Muito humanos, muito divinos: Para dar o melhor de
si mesmo
As virtudes
dão brilho a nossa personalidade e nos fazem flexíveis para descobrir o bem nas
diversas situações cotidianas.
05/06/2023
Um poeta
imaginava como as aves das áreas costeiras, sustentadas pela brisa, voam ébrias
pelo gozo de contemplar sempre a espuma do mar e a beleza do céu. Se não temos
a sorte de viver perto do oceano, podemos recordar a impressão que ele causa em
nós toda vez que voltamos lá; não apenas pela amplidão do mar, por suas cores
ou pelo ambiente que gera, mas também por seu som. Já existem, de fato,
inúmeras gravações do som do mar que permitem, de qualquer canto do mundo,
obter um pequeno acesso a esse conjunto de vozes – da água, das rochas, das
aves, da areia – tão revigorantes para quem as escuta. São Josemaria imaginava
as virtudes precisamente como cada um destes sons, de timbre e intensidade tão
distintos, mas que em conjunto formam a música marítima: “Assim como o rumor do
oceano se compõe do ruído de cada uma das ondas, assim a santidade do vosso
apostolado se compõe das virtudes pessoais de cada um de vós”.
Ser
perfeitos não é sermos iguais
São
Jerônimo escreve que “Cristo não ordena coisas impossíveis, mas sim perfeitas”.
Diante disto poderíamos objetar que vemos o perfeito muitas vezes como
impossível. Quem se atreve a dizer a respeito de si mesmo que as suas ações são
“perfeitas”? Os testemunhos dos santos, além disso, vão precisamente na direção
contrária: eles têm, conforme se aproximam da luz de Deus, cada vez mais
consciência de suas imperfeições. A nossa perplexidade aumenta se percebermos
que o trecho do Evangelho ao qual São Jerônimo se refere é precisamente um
mandamento de Jesus: “Sede pois perfeitos, como vosso Pai celestial é perfeito”

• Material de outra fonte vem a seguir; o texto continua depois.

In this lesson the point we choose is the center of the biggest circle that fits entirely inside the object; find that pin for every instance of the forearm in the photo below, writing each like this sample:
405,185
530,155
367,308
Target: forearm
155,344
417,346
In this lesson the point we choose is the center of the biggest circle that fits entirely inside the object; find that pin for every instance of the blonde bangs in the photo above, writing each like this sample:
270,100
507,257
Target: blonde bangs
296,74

(Mt 5, 48). Que mistério escondem estas palavras?
Um primeiro
esclarecimento necessário talvez tenha a ver com a nossa compreensão do que
significa “perfeito”, algo insuperável em sua espécie, algo que não pode ser
melhorado. Aplicada à conduta de uma pessoa, tal ideia de “perfeição” pode
estar tão longe da nossa experiência comum que podemos inclusive sentir certa
repulsa. O sentido mais frequente com que esta palavra é utilizada na Bíblia
tem, no entanto, a ver com algo completo, realizado, que dá tudo o que pode
dar. Entende-se assim melhor que o convite de Cristo a “ser perfeitos” não é o
ponto final de uma lista de critérios a serem cumpridos em todos os âmbitos da
vida, e sim a coroação de um discurso no qual se fala de amar a todos, amigos e
inimigos, como Deus os ama (cfr. Mt. 5, 43-48). “Ser santos não é fazer cada
vez mais coisas ou cumprir certas atividades-padrão que nos tenhamos imposto como
tarefa. O caminho para a santidade, como explica São Paulo, consiste em
corresponder à ação do Espírito Santo, até que Cristo esteja formado em nós
(cfr. Gl 4, 19)”.
Em
continuidade com este sentido de “perfeição”, o Catecismo da Igreja fala das
virtudes humanas indicando em primeiro lugar como a virtude “permite à pessoa
não só praticar atos bons, mas dar o melhor de si”. Assim como, para gerar o
som do mar, unem-se todas as ondas, sempre distintas umas das outras, em uma
vida santa soam em harmonia cada uma das virtudes: juntas, dão forma à melhor
versão de cada um. E assim como não há no mundo duas pessoas iguais, não há
dois modos iguais de conjugar as virtudes. Para fazer-nos santos, quer dizer,
para levar-nos para ele, Deus conta com cada uma de nossas características,
únicas, que ele conhece muito melhor que nós. Cabe a cada um penetrar “no
mistério do projeto único e irrepetível que Deus tem para cada um e que se
realiza em meio aos mais variados contextos e limites”; tornar realidade, com a
graça de Deus e com a nossa liberdade, o filho amado, a filha amada com que o
Senhor sonhou desde a eternidade. Por isso, desde o começo, São Josemaria dizia
àqueles que se aproximavam do Opus Dei: “Deveis ser tão diferentes como
diferentes são os santos do Céu, que têm cada um as suas notas pessoais e
especialíssimas”.
A santidade
é uma roupa sob medida
As
diferentes virtudes não nos ajudam apenas a escolher o bem em vez do mal em uma
ação concreta; isso é bastante, mas ainda pouco. Na verdade, esse domínio sobre
nós mesmos, constituído pelas virtudes, a ordenação das nossas forças para o
amor, leva-nos a escolher o melhor em vez do medíocre. Uma compreensão redutiva
da virtude faz que, às vezes, a vejamos como um compromisso entre dois extremos
negativos, como a metade geométrica entre dois polos que queremos evitar.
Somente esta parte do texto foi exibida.